In my last blogpost, "A New Metric System", I took issue with a couple of key points that Diane Ravitch regularly makes in her book and while on tour. This was after I gave Dr. Ravitch major kudos for igniting the most active national conversation about education that I have seen in my twenty years in the field. It only seemed fair to send her a copy of my post, and I am thrilled to report that she took the time to write back.
In the spirit of healthy and rigorous civil discourse, I am pleased to bring you Dr. Ravitch's response:
As for the critique, I hope you will understand that I supported charters vigorously from the late 1980s–when I first heard the idea from Albert Shanker–until a few years ago, when I realized that the charter entrepreneurs and hedge funders saw them as a money making opportunity and as a way to undermine public education. They made many claims, and foremost was that charters would get much higher test scores, would close achievement gaps, and would save money, just because they weren't run by government. The charter movement attracted progressives initially because it sounded like the "free" schools of the 1960s, but it has been taken up in a big way by the right. It is the perfect vehicle for diminishing the public sector.

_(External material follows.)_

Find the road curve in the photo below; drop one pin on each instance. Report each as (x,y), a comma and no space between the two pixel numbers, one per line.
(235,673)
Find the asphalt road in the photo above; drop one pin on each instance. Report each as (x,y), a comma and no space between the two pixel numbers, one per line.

The reason I use test scores is to respond to the boasts of the charter industry. The NAEP is a reliable independent measure and has consistently shown "no difference." Charters today demand parity in funding: they no longer say they can do more with less. That's reasonable. They can't.
My bottom line is that the current attacks on teachers and public education is destructive. No other nation–certainly no successful one—is trying to demolish its public system and turn its public funding over to private entrepreneurs.
Maybe the private sector knows best. But I doubt it. If we can't make a success of our public schools, if we can't give them the funding they require and the leadership they need, then we are in for bad times indeed.
Thanks Dr. Ravitch! I look forward to more dialogue.